Tuesday, November 30, 2010
Monday, November 29, 2010
Wednesday, November 24, 2010
Last night Alex and I watched a documentary called Gangland, about you guessed it, Gangs (oh and by the way, if you didn't "guess it" feel free to pretend you did). So anyways, although this documentary was disturbing and intense, it surprisingly reminded me of 3rd grade. Now before you get any cooky thoughts like "I had no idea you were in a gang in 3rd grade" or that I had a "disturbing and intense year of 3rd grade" I would like to let everyone know I had a delightful and gang free 3rd grade. That said let's make the connection, shall we? Ok so in 3rd grade I was briefly friends with a girl named Jennifer Crabtree.
One day Jennifer came over to my house after school. There we were sitting on the front porch, when Jennifer gave me my first tutorial on gangs. To make this story resinate in your mind, you will need a visual of who Jennifer was. Now Jennifer had that dark red/ brown hair, and freckles like they exploded on her face (do you know what I mean? It was if someone sprayed her in the face with a freckle hose...too close), she was on the plump side, and typically wore sweatshirts with bedazzled decals. Are you with us on the front porch? Great. There we were, when Jennifer turns to me and asks me if I know about "the Bloods, and the Crips?"Apparently her dad worked in a correction facility for teen boys, he was her source of all the information she was to pass on to me (in retrospect, either her dad wasn't her source, her dad was a liar, or her dad some how also happened to be 8 years old).
"Bloods, and the Crips, you mean like poker chips, or potato chips?" I asked. Can you believe I had no idea? Anyways after about 5 minutes I learned everything that I needed to know about the extremely dangerous gangs.
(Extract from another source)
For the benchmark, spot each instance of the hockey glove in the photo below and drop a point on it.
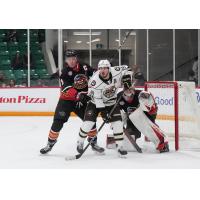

Jennifer, appliqué sweatshirt, freckles and all, tells me the truth about the bloods and the crips. "Emily, I'm not talking about chips, I'm talking about gangs. You see my dad told me, anyone who wears red, is a Blood, and anyone who wears blue is a Crip. If you look a person wearing red, or blue in the eye (it doesn't even have to be the wrong way, because every way is wrong) they will indeed find out where you live... You know what they do next?"
"What?" I say (my voice cracking with fear).
"What happens next, is the bloods, tell all the bloods, and all the crips tell all the crips. " She starts.
"(gulp)ALL the Bloods?" I interrupt.
"Yes, ALL the Bloods in whole world. The bloods go through your front door, and the crips go through the back, and they have a gang fight in your house...It happens all the time in LA."
I promised myself right then and there, while I sat with old freckled faced Crabtree, I would never allow this to happen in my house. If looking a person wearing red or blue in the eyes, meant risking mine and my families lives, let alone a gang fight in my house, I new I needed to take Jennifer's advice to heart. Fortunately there were no gang fights in my house in 3rd grade, or in my life. I guess I should be thanking Jennifer Crabtree for her words of wisdom... not only did she save me, she saved the whole town... now if only she could do an intervention with the city of LA!
Tuesday, November 23, 2010
Saturday, November 20, 2010
Saw Tooth is at it again. If running an underground neighborhood fight club is wrong, then call him wrong. Not only did he have to get stitches on his paw, he has to wear that blue cone (not to be confused with a bonnet or tea hat). If Saw Tooth could speak, I think he would be screaming at the top of his lungs GET THIS FUCKING THING OFF MY HEAD that or DON'T CALL ME BLUE BONNET! But Saw Tooth, if you are reading this, how do you feel about Baby blue Bonnet? Get back to me, would you?
Last spring when my brother Jonah got engaged, ambitiously my sister and I deemed ourselves table decorating extraordinaire. The idea started out, big, bold, one of kind, like nothing you've ever seen before (naturally). The plan: we were to make ten different dioramas of a different story, of a different memory, of a different element, of Jonah and Jessyka's lives. Imagine, 150 people matching their seating cards to say, "the saw tooth table" a table solely dedicated to their street fighting ragamuffin cat. Don't worry, the list of memories, and moments went on, nine more tables long (it wasn't going to be a cat show by any means). Unfortunately as time went on, and motivation dwindled, the wedding is a month a way and there is no diorama to show. Dear Jonah and Jessyka, I promise you this, you will have your precious decorations, and they wont be in the form of a rock on each table...Love,Emily. That said, will somebody get to work on a diorama of a cat with a black eye? Thanks.